Airbnb Reduces Second Quarter Loss to $ 68 Million, COVID Cloud Forecast Says
Airbnb said Thursday it reduced its second-quarter loss to $ 68 million and gave bullish revenue forecasts, but the company warned that new COVID-19 variants would make future bookings and cancellations more difficult to predict.
Airbnb said vaccinations, containment of COVID-19 variants and restrictions on global travel will affect bookings for the rest of the year.
“We don’t yet know how willing people will be to travel in the fall versus the summer,” the company told shareholders.
Shares of the San Francisco-based home-sharing company fell nearly 5% amid the extended trade.
Airbnb’s business has picked up with the resumption of travel which, at least to the United States, began earlier this year as Americans began to be vaccinated against the coronavirus. Many vacationers have sought to avoid crowds and avoid hotels, creating an advantage for Airbnb and its rival Vrbo.
Roommates are less dependent than hotels on business travelers, who have taken much longer to get back on the road.
However, like airlines, house rental companies face new uncertainty due to the recent increase in COVID-19 infections.
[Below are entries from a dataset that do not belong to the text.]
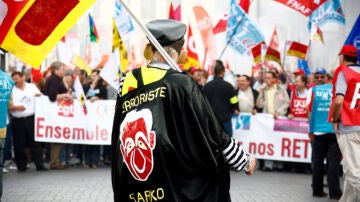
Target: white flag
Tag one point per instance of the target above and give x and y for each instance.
(80, 94)
(111, 71)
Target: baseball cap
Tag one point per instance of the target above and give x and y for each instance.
(299, 72)
(320, 70)
(349, 50)
(166, 31)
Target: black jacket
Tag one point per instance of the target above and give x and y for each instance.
(187, 163)
(219, 93)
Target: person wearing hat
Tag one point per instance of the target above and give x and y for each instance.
(346, 119)
(167, 143)
(322, 135)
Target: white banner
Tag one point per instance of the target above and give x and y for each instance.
(66, 121)
(261, 135)
(266, 138)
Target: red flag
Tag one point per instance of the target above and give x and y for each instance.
(207, 62)
(274, 41)
(175, 14)
(245, 4)
(192, 59)
(221, 25)
(30, 29)
(256, 52)
(296, 49)
(36, 74)
(272, 54)
(316, 33)
(305, 7)
(206, 30)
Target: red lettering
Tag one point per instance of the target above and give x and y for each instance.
(66, 132)
(89, 135)
(270, 151)
(39, 126)
(47, 129)
(104, 134)
(296, 147)
(57, 132)
(261, 148)
(285, 145)
(306, 142)
(252, 148)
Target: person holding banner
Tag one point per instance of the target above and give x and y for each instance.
(346, 119)
(6, 86)
(274, 99)
(56, 91)
(222, 96)
(22, 110)
(247, 96)
(167, 143)
(323, 138)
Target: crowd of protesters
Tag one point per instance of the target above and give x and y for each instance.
(57, 82)
(271, 91)
(294, 95)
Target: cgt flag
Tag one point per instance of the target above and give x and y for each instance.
(305, 7)
(354, 36)
(256, 52)
(94, 36)
(272, 54)
(119, 44)
(30, 29)
(296, 49)
(192, 59)
(175, 14)
(330, 11)
(242, 34)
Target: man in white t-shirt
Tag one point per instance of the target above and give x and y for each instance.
(23, 122)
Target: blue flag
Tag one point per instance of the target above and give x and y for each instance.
(330, 11)
(354, 36)
(302, 64)
(241, 32)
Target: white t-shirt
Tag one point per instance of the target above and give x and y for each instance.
(26, 98)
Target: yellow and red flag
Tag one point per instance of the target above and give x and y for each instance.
(316, 33)
(175, 14)
(94, 36)
(192, 59)
(256, 52)
(296, 49)
(206, 31)
(273, 55)
(30, 29)
(118, 43)
(274, 41)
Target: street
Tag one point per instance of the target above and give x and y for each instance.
(80, 184)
Last week, Expedia Inc., owner of Vrbo, reported that travel and cancellation rates fell in July and travel prospects remain uncertain.
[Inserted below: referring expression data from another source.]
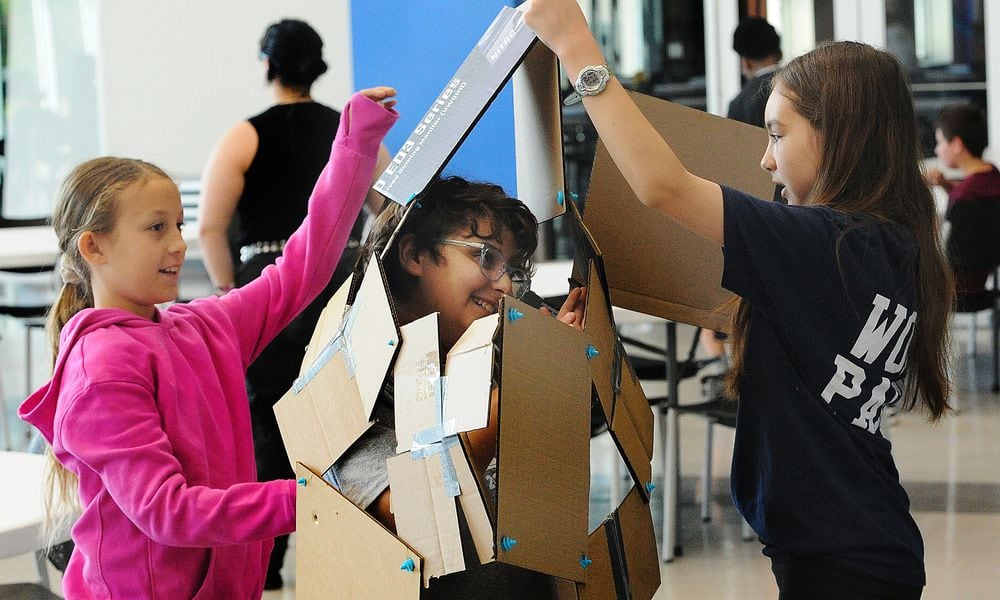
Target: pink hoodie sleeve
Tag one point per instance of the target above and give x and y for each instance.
(134, 460)
(263, 307)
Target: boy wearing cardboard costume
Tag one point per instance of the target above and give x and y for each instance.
(463, 248)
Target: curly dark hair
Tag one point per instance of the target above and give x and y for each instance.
(295, 53)
(448, 205)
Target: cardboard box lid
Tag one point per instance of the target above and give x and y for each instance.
(327, 564)
(543, 470)
(330, 405)
(654, 265)
(469, 369)
(458, 107)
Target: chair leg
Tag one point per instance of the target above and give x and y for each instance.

Despite the precarious state of the pandemic, Airbnb expects to post record third quarter revenue, “well above” the 2019 peak of $ 1.65 billion. This is based on a sharp increase in unearned fees, or revenue that – based on bookings – the company expects to receive after customers check in.
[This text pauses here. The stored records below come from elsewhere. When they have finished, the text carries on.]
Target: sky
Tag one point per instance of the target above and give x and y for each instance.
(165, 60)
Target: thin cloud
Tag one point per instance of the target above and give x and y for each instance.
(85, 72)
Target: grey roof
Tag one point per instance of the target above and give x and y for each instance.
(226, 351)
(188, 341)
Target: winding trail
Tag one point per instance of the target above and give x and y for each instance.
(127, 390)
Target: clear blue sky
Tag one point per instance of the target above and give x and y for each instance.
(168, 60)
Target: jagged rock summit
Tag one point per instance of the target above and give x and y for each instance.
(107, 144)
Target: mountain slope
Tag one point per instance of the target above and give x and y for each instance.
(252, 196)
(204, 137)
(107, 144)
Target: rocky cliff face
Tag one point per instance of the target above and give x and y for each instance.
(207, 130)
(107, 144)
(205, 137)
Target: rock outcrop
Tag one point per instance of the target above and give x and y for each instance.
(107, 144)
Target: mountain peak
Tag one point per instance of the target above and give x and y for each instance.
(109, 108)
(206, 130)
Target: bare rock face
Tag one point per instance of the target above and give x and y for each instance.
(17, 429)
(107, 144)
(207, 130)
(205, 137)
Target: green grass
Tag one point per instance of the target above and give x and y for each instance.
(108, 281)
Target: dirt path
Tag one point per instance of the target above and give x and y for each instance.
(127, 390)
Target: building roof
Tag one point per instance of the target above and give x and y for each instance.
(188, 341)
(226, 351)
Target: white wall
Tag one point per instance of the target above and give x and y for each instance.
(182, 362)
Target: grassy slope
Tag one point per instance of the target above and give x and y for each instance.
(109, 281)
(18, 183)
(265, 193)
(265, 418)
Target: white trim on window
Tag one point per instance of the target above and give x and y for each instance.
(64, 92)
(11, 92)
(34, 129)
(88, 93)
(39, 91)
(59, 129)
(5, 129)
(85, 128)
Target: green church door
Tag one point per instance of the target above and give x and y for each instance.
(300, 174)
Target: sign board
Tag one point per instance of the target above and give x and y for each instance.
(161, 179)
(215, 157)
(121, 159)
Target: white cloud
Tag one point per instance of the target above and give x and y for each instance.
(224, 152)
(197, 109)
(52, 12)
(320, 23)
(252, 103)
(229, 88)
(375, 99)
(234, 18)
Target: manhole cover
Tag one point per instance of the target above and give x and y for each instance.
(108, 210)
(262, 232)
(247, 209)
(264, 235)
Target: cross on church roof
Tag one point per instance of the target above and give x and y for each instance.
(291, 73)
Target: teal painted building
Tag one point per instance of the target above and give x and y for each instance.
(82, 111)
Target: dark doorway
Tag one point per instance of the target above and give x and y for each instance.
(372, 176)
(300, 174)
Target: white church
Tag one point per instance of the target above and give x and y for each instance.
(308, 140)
The company spends a lot to recruit new hosts. CEO Brian Chesky said he was tweaking his product to attract people who are increasingly flexible about when and where to travel and who combine work and play for long trips.
Airbnb has said stays of at least 28 days are its fastest growing category.
“Flexibility is now an integral part of travel,” Chesky said on a call with analysts. “We’re going to continue to see more and more long-term stays, and I think this will help us smooth out our seasonality over the next few years. “
In the second quarter, Airbnb’s loss compared to same-quarter losses of $ 576 million last year and $ 297 million in 2019. This is a loss of 11 cents per share, lower than the loss of 36 cents per share predicted by analysts in a FactSet survey.
Revenue increased 10% from 2019, to $ 1.34 billion, beating analysts’ forecast of $ 1.26 billion.
The average daily rate for an Airbnb rental is up 41% from a year ago, to $ 161, which the company says partly reflects a higher percentage of bookings made in North America. He said price increases from hosts in high-demand destinations also increased the average price.